My best friend bought me a one day V festival ticket (going with her) for my birthday before DD was born so that i'd have something nice to look forward to after all the sleepless nights etc. A lovely idea and really appreciated, we both also have 2.5 year olds so we don't get out much. DH will be looking after DS and DD while I'm out.
So DD will be 13 weeks old next sunday when we are supposed to be going. I BF but have been letting daddy her a bottle of EBM daily for a few weeks now, solely to get her used to it before I go to the festival. She seems fine with it but she often has crying spells in the evening which I put down to overtiredness, I can usually soothe her eventually by BF but I'm so worried because obviously DH will not be able to do this. I'm really concerned that she will be terribly upset without me and that they will all have a terrible time at home, and i'll have a terrible time at V festival for worrying about it!
Now it turns out that my friend entered a virginmedia comp and has won passes for the VIP area at the festival. She is so so excited, and I don't know if I can let her down but cancelling on her. (I have spoken to her about my worries about leaving DD for the day, she totally brushed it off and said it will be fine...but she didn't ever BF and her LO had sleepovers at nan's from the age of 4 weeks so they have a slightly different way of doing things).
So i am torn - i really do want a day out and I would love to go to the VIP area etc!! But I feel I shouldn't leave my DD! And I don't want to let my friend down. WWYD?

Oxymoronic Sun 16-Aug-09 14:26:14

IMO you should go, it's not as if you're leaving you're LO with a stranger for the night, your DD will be in familiar surroundings with her Daddy looking after her. I'm sure you'll feel better all round for a bit of a break too smile If you're worried about your DC when you're at the fest you can always ring home and be reassured it's all still there!
Make sure you have a great time grin

GrimmaTheNome Sun 16-Aug-09 14:32:39

If your DH is (more or less) confident he can cope then go.

Even if he has a rough couple of hours, they'll survive just fine.

moondog Sun 16-Aug-09 14:45:28

Go, but you will need to express a good deal for her before you go (stock up freezer) and if you are gone for a while you may get engorged.

thereisalight Sun 16-Aug-09 16:14:42

Yes, I probably will get engorged! i remember the first time I ever left DS with DH, only for a few of hours for a job interview..got engorged and painful then leaked through the breast pad and shirt during interview!

I just feel like i'm being really selfish if I go & leave DH to deal with the crying.. he's ok with it, not too worried but i just can't decide..

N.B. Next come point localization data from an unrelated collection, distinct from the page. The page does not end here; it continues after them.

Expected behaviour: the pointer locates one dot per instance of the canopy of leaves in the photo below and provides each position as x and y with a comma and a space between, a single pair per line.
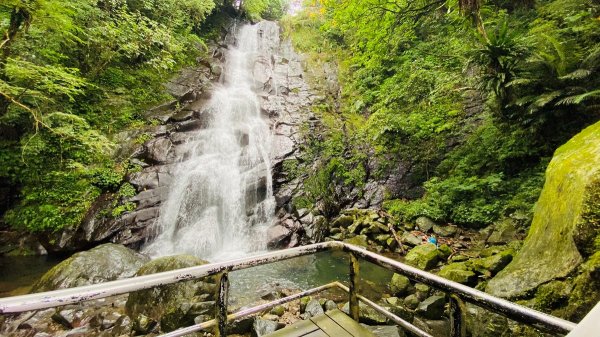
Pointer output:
474, 96
72, 72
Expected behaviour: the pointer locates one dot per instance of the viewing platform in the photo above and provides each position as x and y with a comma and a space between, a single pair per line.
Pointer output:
332, 323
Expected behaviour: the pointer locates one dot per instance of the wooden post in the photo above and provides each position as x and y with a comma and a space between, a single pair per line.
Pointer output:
221, 297
354, 279
458, 327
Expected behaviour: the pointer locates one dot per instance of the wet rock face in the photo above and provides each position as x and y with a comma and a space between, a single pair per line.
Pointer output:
171, 306
104, 263
565, 222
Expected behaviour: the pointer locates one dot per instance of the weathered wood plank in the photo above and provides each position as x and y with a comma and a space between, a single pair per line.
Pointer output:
296, 330
318, 333
351, 326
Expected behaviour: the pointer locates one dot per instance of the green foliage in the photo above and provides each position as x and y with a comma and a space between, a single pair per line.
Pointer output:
475, 110
72, 73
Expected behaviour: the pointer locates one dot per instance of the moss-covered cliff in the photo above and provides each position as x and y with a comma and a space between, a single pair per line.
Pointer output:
564, 232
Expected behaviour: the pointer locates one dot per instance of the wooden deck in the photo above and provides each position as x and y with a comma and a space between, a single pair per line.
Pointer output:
333, 323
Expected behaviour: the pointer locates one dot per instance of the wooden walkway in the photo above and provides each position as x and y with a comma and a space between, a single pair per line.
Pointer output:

Goblinchild Sun 16-Aug-09 16:34:07

How does your OH feel about it?
I'd go...in fact I went to Cropredy with my daughter leaving my 4 month old son with my OH for 3 days.
It will be an invaluable bonding experience for them both.

lisbey Sun 16-Aug-09 16:44:56

I found that DS1 wanted me not his dad all the time, especially when I was BF, but if I wasn't there they would get along just fine, with no fuss from DS1 at all.

If your DH is happy with it then go and have a great time. Even if it is awful (which it won't be) it's only 1 day.